The cabs change and the games change, but the sticks and buttons have been relatively constant. The two biggest names are Sanwa and Seimitsu, both of which are very much dad-aged, having been making joysticks since the '80s. Sanwa had a booth at the Tokyo Game Show in 2017 selling their latest products, which included "silent" controls to help keep your combos private.

The constancy of stick and buttons over the years gives arcade gaming a traditional feel, even in its most modern incarnations.

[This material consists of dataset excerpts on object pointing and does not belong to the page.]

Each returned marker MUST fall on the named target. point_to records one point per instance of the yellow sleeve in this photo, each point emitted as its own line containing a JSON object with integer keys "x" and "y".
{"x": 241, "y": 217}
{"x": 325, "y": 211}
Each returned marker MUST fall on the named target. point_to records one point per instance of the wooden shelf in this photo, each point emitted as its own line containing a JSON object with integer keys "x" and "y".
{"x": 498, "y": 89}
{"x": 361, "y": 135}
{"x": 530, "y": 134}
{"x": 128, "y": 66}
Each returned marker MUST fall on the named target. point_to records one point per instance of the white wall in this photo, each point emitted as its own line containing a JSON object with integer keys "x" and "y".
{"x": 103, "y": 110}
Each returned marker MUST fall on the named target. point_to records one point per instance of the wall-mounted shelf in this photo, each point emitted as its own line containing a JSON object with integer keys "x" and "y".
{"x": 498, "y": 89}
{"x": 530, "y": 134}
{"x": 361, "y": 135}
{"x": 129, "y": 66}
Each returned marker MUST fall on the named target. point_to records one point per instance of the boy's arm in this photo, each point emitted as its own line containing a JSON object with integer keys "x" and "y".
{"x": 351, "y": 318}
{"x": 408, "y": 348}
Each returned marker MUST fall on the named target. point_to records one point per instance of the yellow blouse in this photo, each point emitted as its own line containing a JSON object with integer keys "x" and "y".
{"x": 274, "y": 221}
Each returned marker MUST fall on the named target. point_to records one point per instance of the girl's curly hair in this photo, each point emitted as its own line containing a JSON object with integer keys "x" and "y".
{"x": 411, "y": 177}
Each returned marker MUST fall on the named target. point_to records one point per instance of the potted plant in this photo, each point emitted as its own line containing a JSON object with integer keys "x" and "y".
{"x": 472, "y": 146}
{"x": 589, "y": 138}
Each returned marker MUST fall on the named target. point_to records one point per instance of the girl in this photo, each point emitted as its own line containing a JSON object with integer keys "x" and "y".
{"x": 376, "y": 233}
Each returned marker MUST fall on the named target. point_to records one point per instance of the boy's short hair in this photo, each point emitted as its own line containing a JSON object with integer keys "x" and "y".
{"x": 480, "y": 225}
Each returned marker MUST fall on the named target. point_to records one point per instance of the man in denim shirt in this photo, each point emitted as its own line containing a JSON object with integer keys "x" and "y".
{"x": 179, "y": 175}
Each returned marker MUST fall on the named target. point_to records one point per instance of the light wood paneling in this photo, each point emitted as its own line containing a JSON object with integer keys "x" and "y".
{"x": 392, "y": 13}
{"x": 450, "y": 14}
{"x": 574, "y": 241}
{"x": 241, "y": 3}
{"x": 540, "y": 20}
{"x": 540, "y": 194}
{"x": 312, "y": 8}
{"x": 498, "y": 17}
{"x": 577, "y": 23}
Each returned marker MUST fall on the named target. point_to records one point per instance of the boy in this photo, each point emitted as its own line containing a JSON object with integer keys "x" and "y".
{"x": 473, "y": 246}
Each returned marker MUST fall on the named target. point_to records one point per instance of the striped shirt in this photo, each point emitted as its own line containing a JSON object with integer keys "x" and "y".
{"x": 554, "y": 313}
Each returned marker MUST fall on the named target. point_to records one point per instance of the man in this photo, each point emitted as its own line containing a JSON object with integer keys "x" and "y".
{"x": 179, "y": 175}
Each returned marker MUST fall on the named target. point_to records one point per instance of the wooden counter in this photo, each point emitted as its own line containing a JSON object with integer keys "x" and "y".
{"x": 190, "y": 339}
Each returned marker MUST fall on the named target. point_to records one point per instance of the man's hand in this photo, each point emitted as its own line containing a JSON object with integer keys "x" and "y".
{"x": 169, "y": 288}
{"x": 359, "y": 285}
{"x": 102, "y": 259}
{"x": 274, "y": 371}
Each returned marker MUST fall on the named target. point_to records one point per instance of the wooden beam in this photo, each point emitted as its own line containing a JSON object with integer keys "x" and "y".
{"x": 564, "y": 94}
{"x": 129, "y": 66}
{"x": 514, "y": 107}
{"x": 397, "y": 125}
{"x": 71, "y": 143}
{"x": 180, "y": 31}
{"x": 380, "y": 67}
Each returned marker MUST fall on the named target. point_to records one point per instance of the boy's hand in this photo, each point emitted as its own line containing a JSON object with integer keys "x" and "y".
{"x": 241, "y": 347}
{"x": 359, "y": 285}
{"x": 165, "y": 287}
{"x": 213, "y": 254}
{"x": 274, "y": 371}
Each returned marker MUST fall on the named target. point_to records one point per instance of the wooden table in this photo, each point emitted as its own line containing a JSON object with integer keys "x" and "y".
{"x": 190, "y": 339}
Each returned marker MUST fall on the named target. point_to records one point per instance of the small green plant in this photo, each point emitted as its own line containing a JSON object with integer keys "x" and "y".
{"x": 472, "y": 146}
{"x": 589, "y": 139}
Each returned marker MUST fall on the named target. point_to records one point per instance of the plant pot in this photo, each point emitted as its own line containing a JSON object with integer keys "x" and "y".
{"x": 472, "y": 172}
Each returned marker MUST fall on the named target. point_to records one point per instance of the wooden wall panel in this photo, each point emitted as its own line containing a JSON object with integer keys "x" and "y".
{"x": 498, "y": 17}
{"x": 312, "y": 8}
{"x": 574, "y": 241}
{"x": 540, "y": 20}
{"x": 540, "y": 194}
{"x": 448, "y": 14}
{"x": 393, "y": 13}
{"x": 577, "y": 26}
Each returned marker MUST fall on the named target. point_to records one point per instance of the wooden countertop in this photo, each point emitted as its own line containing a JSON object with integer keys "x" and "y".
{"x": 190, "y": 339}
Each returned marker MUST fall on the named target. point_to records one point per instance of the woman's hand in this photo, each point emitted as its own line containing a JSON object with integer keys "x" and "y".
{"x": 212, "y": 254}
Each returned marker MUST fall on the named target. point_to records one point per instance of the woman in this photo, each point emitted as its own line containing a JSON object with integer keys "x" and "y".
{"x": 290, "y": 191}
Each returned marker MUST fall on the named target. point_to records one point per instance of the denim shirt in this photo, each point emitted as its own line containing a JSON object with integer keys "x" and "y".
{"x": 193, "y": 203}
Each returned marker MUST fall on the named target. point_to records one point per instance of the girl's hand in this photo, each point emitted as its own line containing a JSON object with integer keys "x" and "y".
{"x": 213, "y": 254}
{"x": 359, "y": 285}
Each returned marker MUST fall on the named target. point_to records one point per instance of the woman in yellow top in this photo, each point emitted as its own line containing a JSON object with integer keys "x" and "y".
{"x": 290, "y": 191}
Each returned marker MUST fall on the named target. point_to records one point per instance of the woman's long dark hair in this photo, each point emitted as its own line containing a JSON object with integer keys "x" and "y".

There’s a timelessness about candy cab gaming – which is all the more apparent if you consider that many big games were born before their players.

Suck it and See

Interchangeable rom cartridges that plug into a Neo Geo motherboard inside a candy cabinet are available to play at Club Sega in Nishishinjuku, Tokyo

If you want to taste the candy cab experience in Tokyo, you can find them in plenty of arcades, including the big-name Segas and Taitos. Look out for yellowed plastic, bulging 4-to-3- (i.e. old-TV-) ratio screens, and colourful buttons. A helpful little rule of thumb for the newbie hunter: the candy’s in the basement.

Finally, the question I’ve ignored all the way through: why are they called candy cabs? Because the bright, multicoloured joysticks and buttons look like sweets! Or so the story goes. You can certainly picture a dayglo-dressed '90s teen popping plastic-green gumballs while they brawl their way through a pixelated Neo Tokyo. But the real answer is probably that the first Japanese cabinets to be exported west in a big way were SNK’s, with model names like “Candy 18” and “Candy 25”. But that’s dull – let’s say it’s the gumballs. Why not head to Tokyo one day and taste the retro sweetness for yourself?